On July 4, 2025, the reconciliation bill H.R. 1, referred to as the One Big Beautiful Bill Act (OBBB), was signed into law in the United States. The OBBB contains several changes to corporate taxation including the extension of key provisions of the 2017 Tax Cuts and Jobs Act and modifications to the international tax framework. The legislation has multiple effective dates, with certain provisions effective in our fiscal year 2026 and others phased in through our fiscal year 2027. We are still in the process of evaluating the impact of the OBBB on our financial statements, but an estimate of the financial impact has been included in our operating results for the three months ended July 25, 2025. The OBBB did not have a material impact to our income tax provision for the three months ended July 25, 2025.

 

We are currently subject to Pillar Two rules relating to a global minimum tax enacted by The Organisation for Economic Co-operation and Development (OECD). As of July 25, 2025, Pillar Two taxes do not have a significant impact on our financial statements, particularly due to the safe harbor relief during the transition period, but we are still closely monitoring developments.
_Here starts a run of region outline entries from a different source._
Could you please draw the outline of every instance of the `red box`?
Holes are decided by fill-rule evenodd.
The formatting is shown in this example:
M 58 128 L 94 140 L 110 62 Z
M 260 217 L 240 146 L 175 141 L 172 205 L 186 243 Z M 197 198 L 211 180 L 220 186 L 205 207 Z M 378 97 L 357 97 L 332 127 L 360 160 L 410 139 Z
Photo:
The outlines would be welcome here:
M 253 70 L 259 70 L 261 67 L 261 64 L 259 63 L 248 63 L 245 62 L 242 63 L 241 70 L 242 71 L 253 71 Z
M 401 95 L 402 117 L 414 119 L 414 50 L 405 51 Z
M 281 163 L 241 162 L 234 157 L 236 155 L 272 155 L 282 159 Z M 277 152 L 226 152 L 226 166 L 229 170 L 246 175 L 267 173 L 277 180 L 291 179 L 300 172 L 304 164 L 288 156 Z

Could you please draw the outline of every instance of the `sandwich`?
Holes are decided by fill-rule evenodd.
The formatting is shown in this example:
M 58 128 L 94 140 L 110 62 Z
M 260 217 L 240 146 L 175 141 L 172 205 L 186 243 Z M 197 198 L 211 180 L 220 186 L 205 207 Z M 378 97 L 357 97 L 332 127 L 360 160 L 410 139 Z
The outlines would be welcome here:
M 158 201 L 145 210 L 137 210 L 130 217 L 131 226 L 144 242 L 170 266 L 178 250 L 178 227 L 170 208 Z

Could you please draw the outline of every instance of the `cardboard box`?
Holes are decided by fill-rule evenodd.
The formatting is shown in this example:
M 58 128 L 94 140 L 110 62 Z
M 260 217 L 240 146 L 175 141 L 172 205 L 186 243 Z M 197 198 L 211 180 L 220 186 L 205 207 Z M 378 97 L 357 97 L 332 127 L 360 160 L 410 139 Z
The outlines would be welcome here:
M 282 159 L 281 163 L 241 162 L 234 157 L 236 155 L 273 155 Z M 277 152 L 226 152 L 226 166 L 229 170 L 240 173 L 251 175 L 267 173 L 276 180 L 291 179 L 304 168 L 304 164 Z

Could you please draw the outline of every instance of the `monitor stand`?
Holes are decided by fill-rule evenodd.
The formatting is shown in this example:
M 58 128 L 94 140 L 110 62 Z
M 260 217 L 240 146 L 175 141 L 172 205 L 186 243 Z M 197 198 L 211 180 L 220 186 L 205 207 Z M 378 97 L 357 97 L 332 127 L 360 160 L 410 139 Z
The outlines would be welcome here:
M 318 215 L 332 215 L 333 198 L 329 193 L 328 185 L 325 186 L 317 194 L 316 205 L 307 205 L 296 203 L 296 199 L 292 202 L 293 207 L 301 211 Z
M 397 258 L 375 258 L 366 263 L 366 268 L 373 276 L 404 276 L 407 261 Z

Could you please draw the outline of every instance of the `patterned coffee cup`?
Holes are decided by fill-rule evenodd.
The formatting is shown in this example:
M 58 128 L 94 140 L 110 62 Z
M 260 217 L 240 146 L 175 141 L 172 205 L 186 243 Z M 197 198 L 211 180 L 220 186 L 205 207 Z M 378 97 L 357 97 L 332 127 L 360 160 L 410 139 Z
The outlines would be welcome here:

We are currently undergoing various income tax audits in the U.S. and audits in several foreign tax jurisdictions. Transfer pricing calculations are key topics under these audits and are often subject to dispute and appeals.

We continue to monitor the progress of ongoing discussions with tax authorities and the impact, if any, of the expected expiration of the statute of limitations in various taxing jurisdictions. We engage in continuous discussion and negotiation with taxing authorities regarding tax matters in multiple jurisdictions. We believe that within the next 12 months, it is reasonably possible that either certain audits will conclude, certain statutes of limitations will lapse, or both. As a result of uncertainties regarding tax audits and their possible outcomes, an estimate of the range of possible impacts to unrecognized tax benefits in the next twelve months cannot be made at this time.

As of July 25, 2025, we had $69 million of gross unrecognized tax benefits. Inclusive of penalties, interest and certain income tax benefits, $48 million of net unrecognized tax benefits would affect our provision for income taxes if recognized and have been recorded in other long-term liabilities.